During my week in San Francisco for the Gigaom Structure conference last week, and continuing the early part of this week, a slew of important announcements were made in the Big Data and analytics space. While the volume of announcements would normally be a lot to cover, we can save some time by breaking the announcements into groups: data visualization favorites on new platforms; support for Hadoop 2.0 and YARN; new products; as well as alliances and acquisitions.
On the new platforms front, Tableau Desktop and Tableau Public, which had previously been available only for Windows PCs, are now available for the Mac; and Roambi, a mobile data visualization platform, which had been iOS-exclusive, will available on Android starting next month.
Tableau’s release comes as part of a new version (8.2) of the venerable data discovery package, so Windows users benefit too, and Tableau achieves parity on both platforms. Tableau 8.2 sports a new “Story Points” facility which mashes up presentation and dashboard features, and also includes a redesigned data connection experience, updated maps and improvements to Tableau Server.
Roambi Analytics for Android will support the Card, Catalist, Layers and Superlist views, with support for additional visualizations, and the Roambi Flow publishing product, to be added “throughout the remainder of the year.”
Hadoop 2.0 gains adoption
Two different new version releases, announced this past week, add support for Hadoop 2.0 and YARN, Hadoop’s cluster management layer that decouples from the high-overhead MapReduce processing algorithm.
Pentaho announced version 5.1 of its Business Analytics platform, which includes full support for YARN. It also includes support for in-place processing of data with MongoDB, and a new Data Science Pack that provides interfaces from Pentaho Data Integration to the R programming language, and to Weka, Pentaho’s open source data mining engine.
RainStor, which has for some time provided advanced data compression for the Hadoop Distributed File System (HDFS), has released a new Archive Application, part of its RainStor 6 release, that is fully YARN-compatible. This application works much faster than its predecessor, since it no longer needs to use MapReduce under the covers.

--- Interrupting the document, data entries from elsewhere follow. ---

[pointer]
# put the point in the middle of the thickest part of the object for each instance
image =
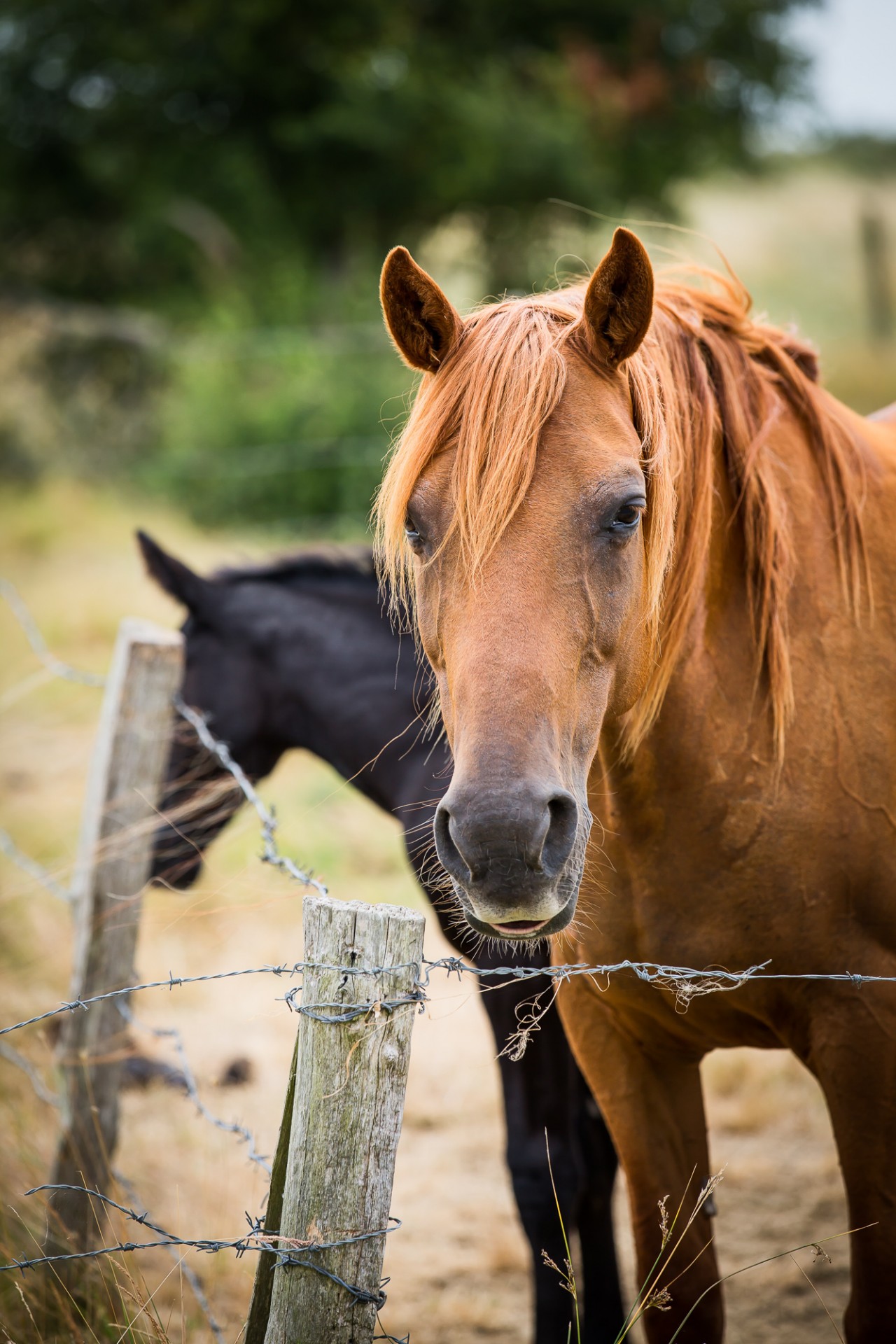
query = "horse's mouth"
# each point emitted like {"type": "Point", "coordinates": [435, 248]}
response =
{"type": "Point", "coordinates": [520, 927]}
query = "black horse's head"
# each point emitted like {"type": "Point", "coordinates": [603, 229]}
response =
{"type": "Point", "coordinates": [293, 654]}
{"type": "Point", "coordinates": [225, 679]}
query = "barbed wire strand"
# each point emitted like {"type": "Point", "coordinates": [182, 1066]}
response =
{"type": "Point", "coordinates": [191, 1089]}
{"type": "Point", "coordinates": [33, 867]}
{"type": "Point", "coordinates": [187, 1270]}
{"type": "Point", "coordinates": [289, 1253]}
{"type": "Point", "coordinates": [38, 643]}
{"type": "Point", "coordinates": [266, 816]}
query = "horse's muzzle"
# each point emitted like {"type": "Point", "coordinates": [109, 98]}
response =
{"type": "Point", "coordinates": [511, 857]}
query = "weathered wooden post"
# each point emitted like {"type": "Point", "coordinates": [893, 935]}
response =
{"type": "Point", "coordinates": [112, 870]}
{"type": "Point", "coordinates": [336, 1156]}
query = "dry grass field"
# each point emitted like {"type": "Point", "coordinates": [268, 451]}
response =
{"type": "Point", "coordinates": [458, 1265]}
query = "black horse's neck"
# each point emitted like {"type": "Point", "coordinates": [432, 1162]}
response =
{"type": "Point", "coordinates": [348, 690]}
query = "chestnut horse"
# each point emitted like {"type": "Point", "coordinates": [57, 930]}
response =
{"type": "Point", "coordinates": [652, 564]}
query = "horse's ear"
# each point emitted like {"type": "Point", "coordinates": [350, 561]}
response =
{"type": "Point", "coordinates": [421, 320]}
{"type": "Point", "coordinates": [618, 302]}
{"type": "Point", "coordinates": [176, 578]}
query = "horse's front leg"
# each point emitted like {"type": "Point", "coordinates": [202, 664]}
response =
{"type": "Point", "coordinates": [853, 1056]}
{"type": "Point", "coordinates": [653, 1107]}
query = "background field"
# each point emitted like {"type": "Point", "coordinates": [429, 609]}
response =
{"type": "Point", "coordinates": [458, 1265]}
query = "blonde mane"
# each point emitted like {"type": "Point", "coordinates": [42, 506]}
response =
{"type": "Point", "coordinates": [706, 378]}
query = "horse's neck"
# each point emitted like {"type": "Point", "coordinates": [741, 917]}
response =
{"type": "Point", "coordinates": [355, 707]}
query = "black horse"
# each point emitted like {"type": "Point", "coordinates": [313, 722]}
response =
{"type": "Point", "coordinates": [298, 654]}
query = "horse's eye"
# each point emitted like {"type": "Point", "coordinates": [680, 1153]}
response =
{"type": "Point", "coordinates": [628, 518]}
{"type": "Point", "coordinates": [413, 534]}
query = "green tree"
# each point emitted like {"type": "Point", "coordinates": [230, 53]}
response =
{"type": "Point", "coordinates": [131, 127]}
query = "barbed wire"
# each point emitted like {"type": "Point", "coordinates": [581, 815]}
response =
{"type": "Point", "coordinates": [187, 1270]}
{"type": "Point", "coordinates": [289, 1252]}
{"type": "Point", "coordinates": [191, 1089]}
{"type": "Point", "coordinates": [11, 850]}
{"type": "Point", "coordinates": [684, 981]}
{"type": "Point", "coordinates": [38, 643]}
{"type": "Point", "coordinates": [266, 816]}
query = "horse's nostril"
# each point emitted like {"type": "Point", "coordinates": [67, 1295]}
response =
{"type": "Point", "coordinates": [562, 831]}
{"type": "Point", "coordinates": [447, 846]}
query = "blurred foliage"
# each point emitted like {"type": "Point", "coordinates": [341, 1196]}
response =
{"type": "Point", "coordinates": [238, 169]}
{"type": "Point", "coordinates": [143, 143]}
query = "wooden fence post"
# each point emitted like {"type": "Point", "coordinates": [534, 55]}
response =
{"type": "Point", "coordinates": [336, 1155]}
{"type": "Point", "coordinates": [113, 864]}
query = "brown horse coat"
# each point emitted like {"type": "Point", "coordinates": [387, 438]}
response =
{"type": "Point", "coordinates": [653, 566]}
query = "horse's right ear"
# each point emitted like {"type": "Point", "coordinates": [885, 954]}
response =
{"type": "Point", "coordinates": [618, 304]}
{"type": "Point", "coordinates": [172, 575]}
{"type": "Point", "coordinates": [421, 320]}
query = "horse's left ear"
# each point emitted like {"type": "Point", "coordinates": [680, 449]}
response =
{"type": "Point", "coordinates": [421, 320]}
{"type": "Point", "coordinates": [618, 304]}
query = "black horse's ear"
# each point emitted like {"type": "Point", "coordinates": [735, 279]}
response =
{"type": "Point", "coordinates": [618, 304]}
{"type": "Point", "coordinates": [172, 575]}
{"type": "Point", "coordinates": [421, 320]}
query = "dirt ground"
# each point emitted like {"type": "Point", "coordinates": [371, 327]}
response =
{"type": "Point", "coordinates": [458, 1265]}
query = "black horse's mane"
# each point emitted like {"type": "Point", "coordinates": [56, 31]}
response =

There are two news items in the new products arena. The first is the release of “Driven” an application performance management (APM) tool geared specifically to Big Data applications, from Concurrent. Concurrent is best known for its Cascading product, which provides a developer platform for building such Big Data applications, be they on a single server node or an entire Hadoop cluster.
The other announcement here is, I must admit, not exactly around a new product. It concerns, Aerospike, a previously proprietary in-memory NoSQL database, that the company announced is now available in open source format. While Aerospike will not (at least not yet) be rolled out as an Apache Software Foundation project, it will nonetheless be an Apache-licensed project, which may put it on par with NoSQL databases like MongoDB, Cassandra and HBase.
Closing out this week’s array of industry developments are an acquisition and two partnerships. Specifically, rising predictive analytics star RapidMiner has acquired Budapest-based Radoop; Splunk has formed a partnership with Syncsort; and GigaSpaces has announced it’s teaming up with SanDisk.
RapidMiner makes an eponymous open source data mining/machine learning package that is visually-oriented, eliminating the need for complex programming to build predictive data models. Radoop also makes an eponymous product, focused on Hadoop analytics functionality, that is also visually-oriented and is “powered by” RapidMiner itself, making the union quite logical.
What’s also logical is performing what Splunk calls “operational intelligence” on top of mainframe machine data data. Splunk’s alliance with Syncsort does just that, specifically providing for collection and analysis of data from IBM z/OS systems.
Finally, GigaSpaces Technologies, the company behind an in-memory data grid called XAP, has announced a partnership with major flash memory player SanDisk, based around the latter’s ZetaScale software. The result is a new version of the product: XAP MemoryXtend, which allows XAP to use flash-based SSD storage at what the company calls “near the speed of DRAM memory.” This allows for the processing of larger datasets, at a lower cost basis than purely DRAM-based systems.
Taken together, this past week’s sprawl of announcements show that analytics products are moving solidly across platforms, beyond MapReduce, in-memory, and into the predictive analytics arena. Why so much activity in one fine week in June? Maybe to get ready for a slower summer…but I doubt we’ll have one.